But on the day the Village Voice visited MESA, differences in the facilities were difficult to identify. Unlike at some charters, students don’t get free iPads; MESA’s only computer lab has a dozen old PCs.

The real disparity lay in how MESA students were learning. A special education teacher helped three students organize their notebooks for a new trimester. Just down the hall, Zalykha Mokim taught a dozen or so non-proficient students how to write an analytical essay in English, calling them her “angelitos” even as she quickly scolded any student whose attention waned.

In general, MESA has enjoyed support from its neighbors. Both Bushwick Community High School principal Llermi Gonzalez and Jacqueline Rosado, principal of J.H.S. 291, have spoken out in favor of the co-location at past public hearings. (Gonzalez and Rosado declined Voice requests for comment.) At a hearing last January, only one strong dissenter spoke out against the co-location, expressing safety concerns about adding another group of older students at the building.

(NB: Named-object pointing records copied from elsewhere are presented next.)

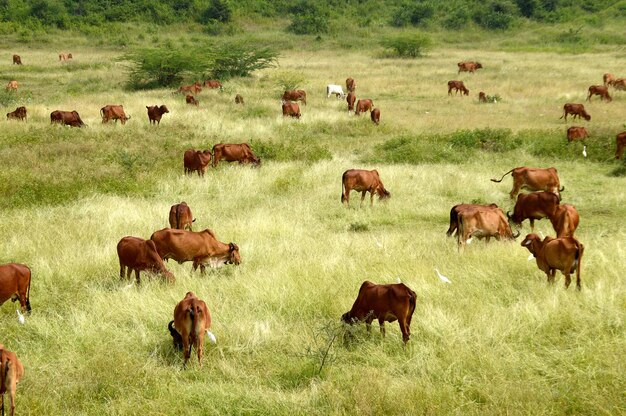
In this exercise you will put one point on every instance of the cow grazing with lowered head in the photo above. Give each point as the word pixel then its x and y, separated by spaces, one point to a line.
pixel 137 254
pixel 201 247
pixel 534 179
pixel 155 113
pixel 241 153
pixel 67 118
pixel 181 217
pixel 362 181
pixel 552 254
pixel 11 372
pixel 191 320
pixel 196 161
pixel 387 303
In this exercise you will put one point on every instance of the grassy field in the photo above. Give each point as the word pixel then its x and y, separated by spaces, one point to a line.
pixel 498 340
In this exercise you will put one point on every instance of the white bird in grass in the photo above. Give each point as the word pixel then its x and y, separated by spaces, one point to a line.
pixel 442 277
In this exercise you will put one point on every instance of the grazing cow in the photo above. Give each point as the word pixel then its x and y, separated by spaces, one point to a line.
pixel 19 113
pixel 11 372
pixel 113 112
pixel 601 90
pixel 15 284
pixel 534 179
pixel 201 247
pixel 620 144
pixel 138 254
pixel 350 85
pixel 291 109
pixel 155 113
pixel 457 86
pixel 241 153
pixel 387 303
pixel 68 118
pixel 294 95
pixel 363 106
pixel 196 160
pixel 181 217
pixel 576 133
pixel 191 319
pixel 533 206
pixel 552 254
pixel 469 66
pixel 190 99
pixel 362 181
pixel 565 220
pixel 577 110
pixel 334 89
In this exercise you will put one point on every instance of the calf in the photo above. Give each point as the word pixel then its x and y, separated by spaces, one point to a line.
pixel 552 254
pixel 387 303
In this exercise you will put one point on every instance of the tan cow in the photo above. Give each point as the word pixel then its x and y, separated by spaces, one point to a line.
pixel 552 254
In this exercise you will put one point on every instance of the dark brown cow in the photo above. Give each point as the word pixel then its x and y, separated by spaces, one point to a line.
pixel 241 153
pixel 113 112
pixel 155 113
pixel 196 160
pixel 295 95
pixel 11 372
pixel 469 66
pixel 363 106
pixel 601 90
pixel 181 217
pixel 534 179
pixel 291 109
pixel 387 303
pixel 577 110
pixel 457 86
pixel 19 113
pixel 362 181
pixel 620 144
pixel 552 254
pixel 191 320
pixel 200 247
pixel 576 133
pixel 15 284
pixel 534 206
pixel 68 118
pixel 137 254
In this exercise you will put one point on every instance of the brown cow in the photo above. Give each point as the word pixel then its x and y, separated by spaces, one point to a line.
pixel 362 181
pixel 191 320
pixel 15 284
pixel 457 86
pixel 620 144
pixel 137 254
pixel 201 247
pixel 469 66
pixel 19 113
pixel 11 372
pixel 552 254
pixel 576 133
pixel 68 118
pixel 534 206
pixel 241 153
pixel 387 303
pixel 291 109
pixel 155 113
pixel 113 112
pixel 294 95
pixel 350 85
pixel 601 90
pixel 363 106
pixel 196 160
pixel 534 179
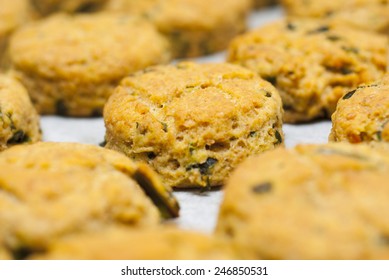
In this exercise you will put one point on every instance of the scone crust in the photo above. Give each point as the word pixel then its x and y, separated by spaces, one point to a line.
pixel 194 27
pixel 193 123
pixel 312 63
pixel 158 243
pixel 362 115
pixel 311 202
pixel 71 64
pixel 19 121
pixel 66 188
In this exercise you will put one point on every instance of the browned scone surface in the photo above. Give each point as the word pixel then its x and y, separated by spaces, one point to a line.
pixel 50 190
pixel 312 63
pixel 310 202
pixel 45 7
pixel 362 115
pixel 19 121
pixel 71 64
pixel 370 15
pixel 193 123
pixel 194 27
pixel 158 243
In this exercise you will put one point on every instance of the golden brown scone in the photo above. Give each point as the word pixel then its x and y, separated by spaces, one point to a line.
pixel 371 15
pixel 362 115
pixel 310 202
pixel 194 27
pixel 50 190
pixel 45 7
pixel 71 64
pixel 312 63
pixel 19 121
pixel 13 13
pixel 264 3
pixel 193 123
pixel 158 243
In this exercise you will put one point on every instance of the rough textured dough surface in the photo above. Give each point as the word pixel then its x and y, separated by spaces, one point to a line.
pixel 193 123
pixel 310 202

Local councilman Rafael Espinal, who says he supports de Blasio’s charter moratorium because of the Bloomberg Administration’s “irresponsible” approach to co-locations, painted the walls of MESA and the community high school along with students at the two schools over the summer. But while he notes that neither of the public schools in the building actually pays rent, he doesn’t rule out a delay in MESA’s expansion to study the system-wide effects of co-locations.

“I think it’s something we should take seriously because we can’t favor one school or the other,” Espinal says.

Still, Espinal acknowledges that Samuels and Cheung made a significant effort to work with the community to gain support for MESA. “They didn’t blindside the community,” he says. “And they were willing to work with everyone in the community.”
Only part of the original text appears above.